The impact on MGMo of its proper understanding may be particularly profound. In place of the continuing unjustified resistance to consider MGMo as being in any way parallel to FGMo, ‘circumcision’ may come to be seen as the more major issue, reflecting that it is this form of GMo, and not FGMo, which at root is an imposition. Given the enormous disparity in the prevalence of the practices in developed societies (especially in the USA) – where FGMo may be present to a degree in some migrant enclaves but non-existent in host populations – then MGMo is set to rise up the agenda as concern with FGMo may fatigue.
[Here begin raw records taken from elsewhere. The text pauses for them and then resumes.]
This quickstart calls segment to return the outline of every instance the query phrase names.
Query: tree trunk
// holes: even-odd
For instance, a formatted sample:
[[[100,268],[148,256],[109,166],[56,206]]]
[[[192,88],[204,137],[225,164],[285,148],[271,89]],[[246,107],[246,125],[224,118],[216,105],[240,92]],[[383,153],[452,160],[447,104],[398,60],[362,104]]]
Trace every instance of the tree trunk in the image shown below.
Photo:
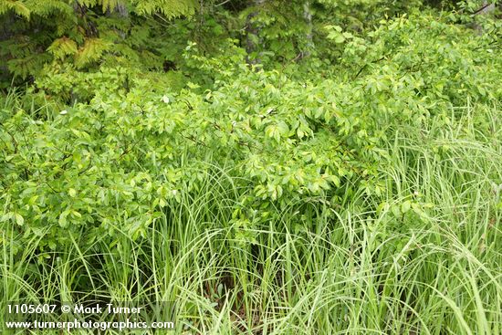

The already steep decline in neonatal ‘circumcision’ in the USA may accelerate with dissemination of the insights into its function, leaving MGMo (outside the Jewish sub-population) to become a purely elective adult practise with few adherents. In turn, an appreciation that GMo in both sexes actually is an intra-sexual phenomenon with no inter-sexual ‘oppressive’ dynamic, and that it’s explicable in biological more than merely cultural terms; contributes to a gathering general radical ‘bottom-up’ reappraisal of human sociality and the sexes.